Le concert a commencé par la splendide ouverture de Ruy-Blas, de Mendelssohn très applaudie. Puis est venue une page poétique et gracieuse de Saint-Saëns, Souvenir de Lisbonne, qui a été bissée à la demande générale. Un largo pour hautbois, d’un sentiment profond, de Haendel, a également été bissé. M. Gillet a joué avec une expression vraie, avec le goût le plus sûr, le solo de hautbois ; il a obtenu le plus vif succès.

Cette première partie du programme s’est terminée par une des œuvres les plus puissantes du grand génie musical des temps modernes, la neuvième Symphonie (première partie) de Beethoven. Nulle part plus que là peut-être le sublime rêveur n’a mis tout ce que son âme contenait de tendresses, de désirs ardents vers l’idéal. Cette œuvre était exécutée pour la première fois hier soir à Bordeaux ; les beautés sans nombre qu’elle renferme ont ravi les auditeurs. Les vrais amants du beau sauront gré à M. Pasdeloup de leur avoir fait entendre cette page divine du grand Beethoven.
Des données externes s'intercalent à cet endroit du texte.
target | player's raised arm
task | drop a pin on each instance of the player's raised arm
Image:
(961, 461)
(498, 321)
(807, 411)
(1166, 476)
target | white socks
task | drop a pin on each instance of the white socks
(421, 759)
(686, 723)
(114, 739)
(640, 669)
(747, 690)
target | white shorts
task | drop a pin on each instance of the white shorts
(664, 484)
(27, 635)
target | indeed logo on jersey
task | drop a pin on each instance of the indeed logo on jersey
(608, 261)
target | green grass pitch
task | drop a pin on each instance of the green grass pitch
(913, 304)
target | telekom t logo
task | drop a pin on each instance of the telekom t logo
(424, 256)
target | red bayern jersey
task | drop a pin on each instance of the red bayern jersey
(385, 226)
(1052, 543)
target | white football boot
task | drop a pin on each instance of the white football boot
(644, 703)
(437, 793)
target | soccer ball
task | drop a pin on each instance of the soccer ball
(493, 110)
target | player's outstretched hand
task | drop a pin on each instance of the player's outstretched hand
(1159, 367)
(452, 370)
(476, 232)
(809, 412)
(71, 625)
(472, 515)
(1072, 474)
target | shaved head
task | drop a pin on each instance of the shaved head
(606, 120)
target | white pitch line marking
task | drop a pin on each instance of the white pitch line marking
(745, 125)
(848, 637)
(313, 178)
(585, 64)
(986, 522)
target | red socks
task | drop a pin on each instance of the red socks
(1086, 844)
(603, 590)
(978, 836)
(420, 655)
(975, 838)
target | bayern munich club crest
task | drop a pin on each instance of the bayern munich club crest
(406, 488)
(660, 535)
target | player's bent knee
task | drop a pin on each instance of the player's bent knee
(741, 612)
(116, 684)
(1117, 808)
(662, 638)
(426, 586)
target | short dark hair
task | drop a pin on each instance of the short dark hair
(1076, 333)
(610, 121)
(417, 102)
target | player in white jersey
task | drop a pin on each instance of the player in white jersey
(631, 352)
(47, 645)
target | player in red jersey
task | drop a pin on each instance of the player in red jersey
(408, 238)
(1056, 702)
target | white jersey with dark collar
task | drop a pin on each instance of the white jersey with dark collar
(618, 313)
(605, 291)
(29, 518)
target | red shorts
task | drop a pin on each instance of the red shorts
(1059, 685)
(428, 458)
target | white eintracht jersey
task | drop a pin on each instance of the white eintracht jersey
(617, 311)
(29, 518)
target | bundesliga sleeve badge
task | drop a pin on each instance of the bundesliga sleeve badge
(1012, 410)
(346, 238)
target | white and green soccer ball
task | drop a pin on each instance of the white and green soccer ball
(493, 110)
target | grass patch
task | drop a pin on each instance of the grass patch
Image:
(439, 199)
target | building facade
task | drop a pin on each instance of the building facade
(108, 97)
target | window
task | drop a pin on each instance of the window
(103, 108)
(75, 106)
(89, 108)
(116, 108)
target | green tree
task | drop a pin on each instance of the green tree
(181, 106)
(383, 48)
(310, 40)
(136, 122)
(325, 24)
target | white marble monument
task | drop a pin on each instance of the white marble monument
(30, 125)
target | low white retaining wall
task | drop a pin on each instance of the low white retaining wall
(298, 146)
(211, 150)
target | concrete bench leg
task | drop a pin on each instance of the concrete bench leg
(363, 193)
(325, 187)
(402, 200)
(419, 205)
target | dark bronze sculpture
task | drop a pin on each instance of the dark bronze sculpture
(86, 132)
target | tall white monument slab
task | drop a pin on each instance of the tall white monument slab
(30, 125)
Le Désert, nous l’avons dit, formait la seconde partie du concert. Les musiciens de M. Pasdeloup ont rendu à merveille tout ce que la partition du maître contient de poésie, de rêverie, d’originalité. Le vaste silence du désert, le calme de l’immense solitude, que vient tout à coup troubler la tempête ; l’Hymne à la nuit, d’une inspiration si élevée et qui évoque si bien le désert grandiose, avec son ciel parsemé d’étoiles brillantes ; la danse des Almées, si vive et si pittoresque, etc., etc., tout cela a été exécuté supérieurement par les artistes que leur éminent chef conduit avec tant d’autorité.

On connaît la voix ferme et fraîche de M. Lubert. Notre jeune ténor bordelais avait été chargé de la partie de chant ; sa voix, déjà puissante, à laquelle il a su donner hier soir beaucoup de souplesse, s’est déployée largement dans les deux morceaux qu’il avait à chanter. L’Hymne à la nuit a été rendu par lui avec beaucoup de goût.

M. Beckers s’était chargé de la tâche ingrate de déclamer la poésie passablement banale de M. Collin ; il l’a fait sans tomber dans l’emphase et s’est acquitté de cette tâche en homme de tact.

La société chorale le Cercle lyrique, sous la direction de M. Legros, membre de la Société, remplaçant M. Labragne, directeur, absent, a chanté les chœurs avec beaucoup d’ensemble.

Ce soir mardi, dernier concert Pasdeloup, pour les adieux de M. Pasdeloup et de son orchestre. Nous publions le programme du concert à la quatrième page.

Nous sommes certains que les nombreux amateurs de musique de notre ville se rendront en foule au Grand-Théâtre, donnant ainsi aux artistes de M. Pasdeloup et à leur vaillant chef un témoignage de reconnaissance pour les soirées vraiment artistiques qu’ils ont données depuis un mois.